The second failure is model-mediated exceptions. The policy says production deploys need approval. The model reads an old note saying "approval granted for hotfixes" and decides this case qualifies. If exception logic matters, it belongs in policy with explicit inputs.

The third failure is silent policy bypass through broad tools. A shell tool can modify files, call network services, read secrets, and run deploy scripts. If policy is attached only to named high-level tools, the agent may reach the same effect through a lower-level capability.

The fourth failure is no record of denial. If the model refuses in text, that refusal may never enter a policy log. Later, another run asks differently and succeeds. Denials should be structured events so repeated attempts are visible.
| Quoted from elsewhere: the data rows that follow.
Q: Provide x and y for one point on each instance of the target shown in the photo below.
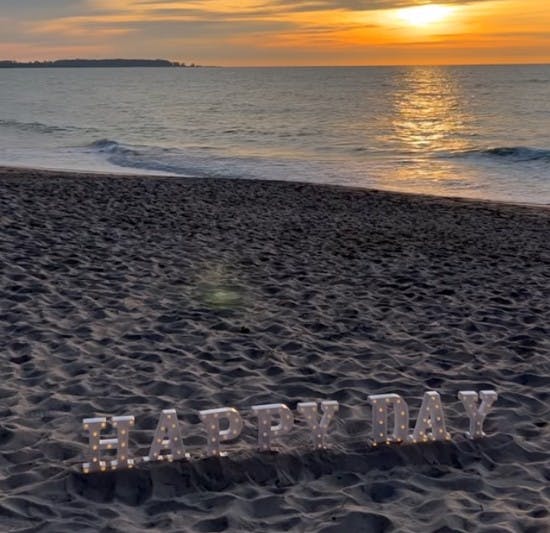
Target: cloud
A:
(272, 31)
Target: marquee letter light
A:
(266, 431)
(167, 437)
(96, 443)
(380, 404)
(477, 414)
(430, 417)
(319, 428)
(211, 419)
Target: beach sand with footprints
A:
(130, 295)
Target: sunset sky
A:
(279, 32)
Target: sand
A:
(128, 295)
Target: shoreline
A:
(133, 294)
(16, 172)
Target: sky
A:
(279, 32)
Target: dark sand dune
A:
(131, 295)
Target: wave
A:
(515, 154)
(155, 158)
(36, 127)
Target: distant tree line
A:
(110, 63)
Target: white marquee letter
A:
(167, 437)
(380, 404)
(430, 417)
(477, 414)
(265, 431)
(318, 428)
(96, 443)
(211, 419)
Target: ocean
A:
(463, 131)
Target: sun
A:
(424, 15)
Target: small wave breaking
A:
(149, 158)
(517, 154)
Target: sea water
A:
(469, 131)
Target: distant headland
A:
(95, 63)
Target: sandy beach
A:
(129, 295)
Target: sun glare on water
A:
(425, 15)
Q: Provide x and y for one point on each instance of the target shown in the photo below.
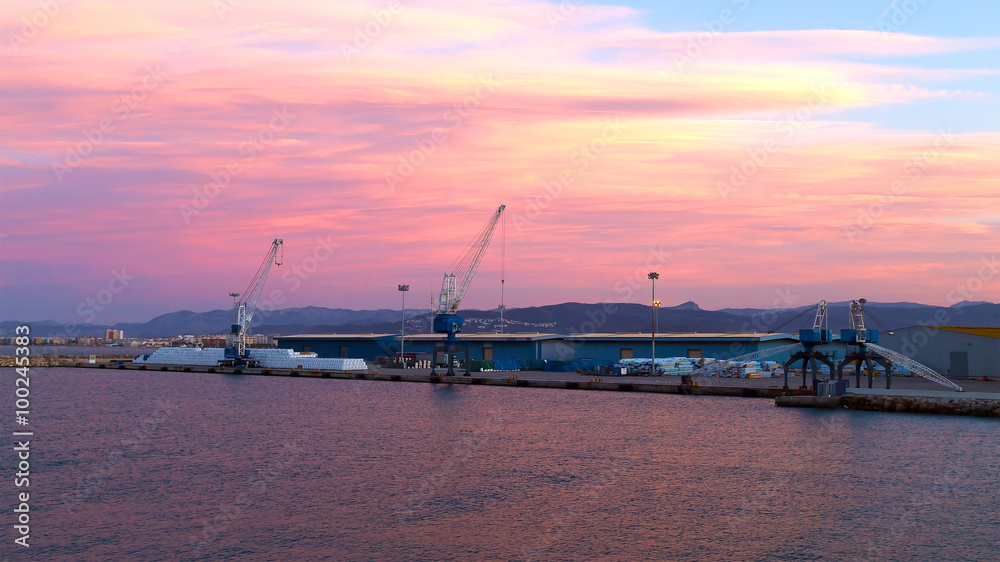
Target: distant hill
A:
(557, 318)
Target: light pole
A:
(653, 276)
(402, 322)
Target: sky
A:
(754, 153)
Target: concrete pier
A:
(921, 396)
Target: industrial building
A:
(539, 346)
(956, 352)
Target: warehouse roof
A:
(538, 336)
(681, 336)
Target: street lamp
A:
(402, 322)
(653, 276)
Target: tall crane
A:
(243, 310)
(868, 352)
(456, 282)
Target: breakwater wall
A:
(59, 360)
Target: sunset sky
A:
(743, 149)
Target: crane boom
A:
(457, 280)
(858, 319)
(820, 315)
(246, 308)
(464, 268)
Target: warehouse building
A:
(956, 352)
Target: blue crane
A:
(456, 282)
(243, 310)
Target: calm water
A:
(229, 467)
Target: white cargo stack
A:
(269, 358)
(205, 357)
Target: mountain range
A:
(562, 318)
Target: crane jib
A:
(457, 280)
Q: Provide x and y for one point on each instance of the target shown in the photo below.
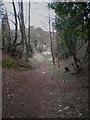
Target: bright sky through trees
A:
(39, 13)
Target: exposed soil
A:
(40, 94)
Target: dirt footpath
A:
(39, 94)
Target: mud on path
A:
(39, 94)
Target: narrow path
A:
(38, 94)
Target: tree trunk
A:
(22, 30)
(51, 40)
(16, 30)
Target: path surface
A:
(38, 94)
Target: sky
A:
(39, 13)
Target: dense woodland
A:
(68, 43)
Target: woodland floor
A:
(44, 93)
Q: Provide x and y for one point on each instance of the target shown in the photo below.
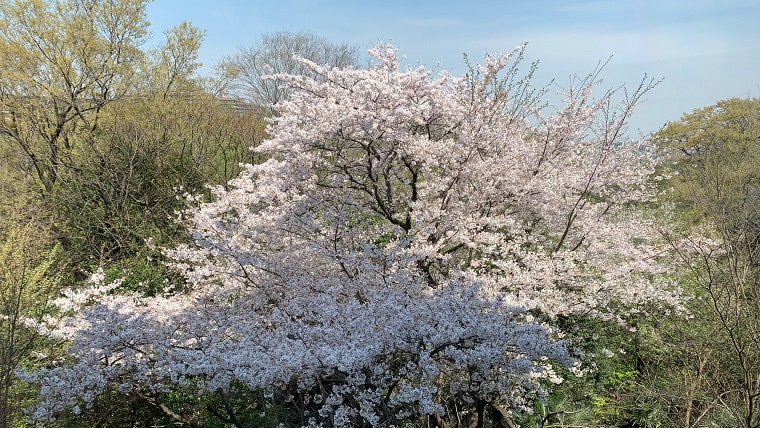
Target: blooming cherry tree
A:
(398, 259)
The counterpoint is that deterministic policy cannot understand every messy human request. That is true. The model is useful before the policy decision, where it turns messy intent into structured proposals. But once a proposal exists, enforcement should be explicit. If the proposal cannot be structured, that itself is a reason to stop.

What I do now

I put policy checks on the tool path. The write does not happen unless policy allows it or returns a specific approval requirement that has been satisfied. This applies even when the model already asked politely.

I keep policy inputs small and inspectable. A policy engine should not need the whole prompt. It needs the actor, action, resource, proposal, approval, context references, and relevant classifications. If the rule depends on a fact, that fact should have provenance.

I make policy results visible to the agent but not controlled by it. The agent can read "denied because resource outside owned files" and propose a narrower action. It cannot override the denial by arguing.

I also test policy with adversarial plans. Try to write through a different tool. Try to reuse expired approval. Try to change the resource after approval. Try to downgrade a production action into a generic command. A policy boundary that only works for friendly plans is not a boundary.

Closing takeaway

Use the model to interpret intent and explain constraints. Use policy outside the model to decide what tools may actually do.